Ao invés da “transformação digital” do governo, para as quais as capacidades digitais são críticas, essas medidas deverão transformar o SERPRO em mero integrador de tecnologias de terceiros, até virar um departamento de compras qualquer, que mistura aquisição de papel higiênico com aquisição de software, lotado no rabogésimo lugar da estrutura de alguma secretaria de algum ministério.
Mais do que nunca, é necessário desprivatizar os serviços públicos baseados em TI, pela adoção de padrões abertos, com serviços predominantemente habilitados para a Internet, sob arquiteturas que separem a lógica de negócio dos sistemas de suporte. Ou seja, de modo que o governo se torne tecnologicamente agnóstico e livre da dependência de fornecedores e tecnologias proprietárias, capaz de integrar as funções apoiadas em sistemas de informação, e que seja capaz de incorporar princípios éticos na construção dos objetos tecnológicos, o que, infelizmente, está longe de acontecer.

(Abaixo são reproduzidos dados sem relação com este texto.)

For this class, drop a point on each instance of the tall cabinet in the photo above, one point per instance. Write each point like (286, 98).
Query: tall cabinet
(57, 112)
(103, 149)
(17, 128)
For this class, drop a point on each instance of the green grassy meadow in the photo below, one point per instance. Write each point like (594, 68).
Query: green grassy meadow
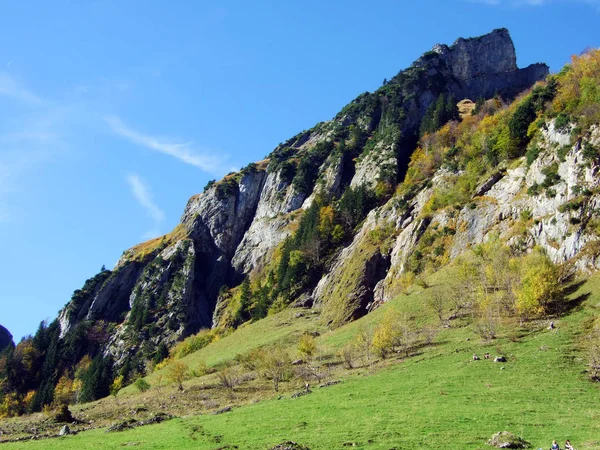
(438, 398)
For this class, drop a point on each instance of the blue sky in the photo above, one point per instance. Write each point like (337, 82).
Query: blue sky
(113, 113)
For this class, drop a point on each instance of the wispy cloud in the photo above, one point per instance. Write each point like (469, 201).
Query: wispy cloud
(184, 152)
(593, 3)
(143, 194)
(11, 88)
(29, 138)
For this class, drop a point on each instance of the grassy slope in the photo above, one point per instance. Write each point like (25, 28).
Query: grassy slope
(438, 399)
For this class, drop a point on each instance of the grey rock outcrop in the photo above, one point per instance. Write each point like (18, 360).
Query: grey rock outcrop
(487, 64)
(5, 338)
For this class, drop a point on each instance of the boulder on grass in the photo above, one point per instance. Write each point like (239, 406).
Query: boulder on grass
(289, 445)
(504, 439)
(62, 414)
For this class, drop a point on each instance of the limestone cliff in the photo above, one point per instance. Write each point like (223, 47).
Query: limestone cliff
(163, 290)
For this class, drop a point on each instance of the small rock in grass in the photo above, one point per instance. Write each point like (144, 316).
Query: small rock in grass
(223, 410)
(504, 439)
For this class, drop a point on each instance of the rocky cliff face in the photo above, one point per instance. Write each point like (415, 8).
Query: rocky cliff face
(163, 290)
(5, 338)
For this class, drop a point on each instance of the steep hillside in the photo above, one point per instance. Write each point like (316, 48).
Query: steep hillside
(345, 216)
(437, 397)
(163, 290)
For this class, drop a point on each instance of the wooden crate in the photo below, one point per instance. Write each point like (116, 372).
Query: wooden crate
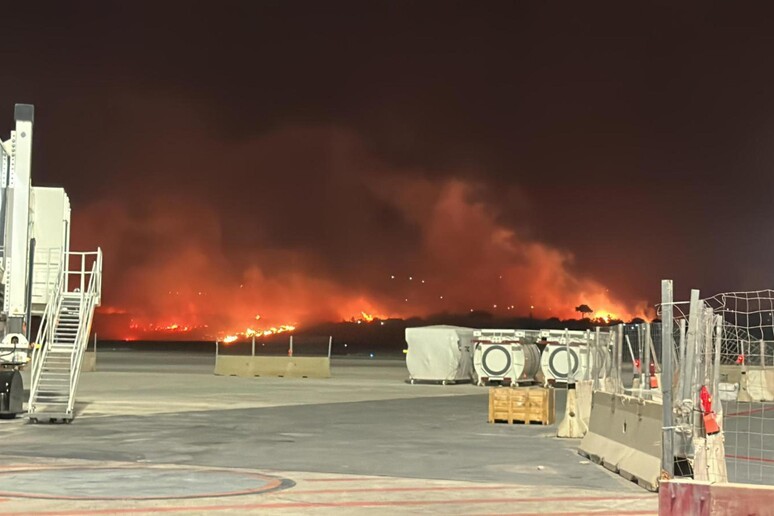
(521, 405)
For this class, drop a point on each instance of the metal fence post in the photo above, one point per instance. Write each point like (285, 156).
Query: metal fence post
(667, 375)
(646, 362)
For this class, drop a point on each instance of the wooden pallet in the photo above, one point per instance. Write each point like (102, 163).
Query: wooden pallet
(524, 405)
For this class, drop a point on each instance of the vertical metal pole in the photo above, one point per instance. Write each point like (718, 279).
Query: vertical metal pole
(646, 364)
(688, 368)
(716, 372)
(587, 370)
(28, 301)
(680, 363)
(569, 362)
(619, 360)
(667, 444)
(83, 270)
(598, 350)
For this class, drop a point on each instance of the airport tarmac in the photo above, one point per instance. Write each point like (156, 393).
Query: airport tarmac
(158, 432)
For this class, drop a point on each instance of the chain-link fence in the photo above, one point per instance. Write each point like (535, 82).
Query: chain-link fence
(279, 345)
(723, 386)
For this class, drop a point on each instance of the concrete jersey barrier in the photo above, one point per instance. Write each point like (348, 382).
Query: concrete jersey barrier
(625, 436)
(292, 367)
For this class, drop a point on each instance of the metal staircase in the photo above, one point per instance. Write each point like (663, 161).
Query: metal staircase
(62, 338)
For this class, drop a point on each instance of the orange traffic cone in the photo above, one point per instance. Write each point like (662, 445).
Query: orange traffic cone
(710, 423)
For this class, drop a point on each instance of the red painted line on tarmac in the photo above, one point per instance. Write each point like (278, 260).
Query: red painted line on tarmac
(314, 505)
(753, 459)
(575, 513)
(353, 479)
(749, 412)
(399, 489)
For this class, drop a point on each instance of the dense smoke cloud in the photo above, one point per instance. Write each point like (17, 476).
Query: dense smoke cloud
(305, 224)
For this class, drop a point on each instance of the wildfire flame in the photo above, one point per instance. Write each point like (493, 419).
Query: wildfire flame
(605, 315)
(250, 332)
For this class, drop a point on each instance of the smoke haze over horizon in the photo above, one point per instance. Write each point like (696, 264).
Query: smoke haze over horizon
(305, 162)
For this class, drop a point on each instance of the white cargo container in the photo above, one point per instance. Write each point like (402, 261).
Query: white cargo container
(504, 357)
(439, 354)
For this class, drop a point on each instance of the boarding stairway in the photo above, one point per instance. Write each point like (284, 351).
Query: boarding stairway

Isso sem falar do risco à proteção de dados que a privatização representa.
Embora esteja disseminada a ideia de que Guedes e sua turma não sejam capazes de promover a privatização até o final do atual mandato, o que tem produzido uma certa acomodação daqueles que são críticos da mesma, o fato é que ela já ocorre, lenta, mas inexoravelmente, em cada gesto de uma pretensa racionalização, amparada em consultorias que não têm a menor independência para discorrer sobre a modernização do setor público.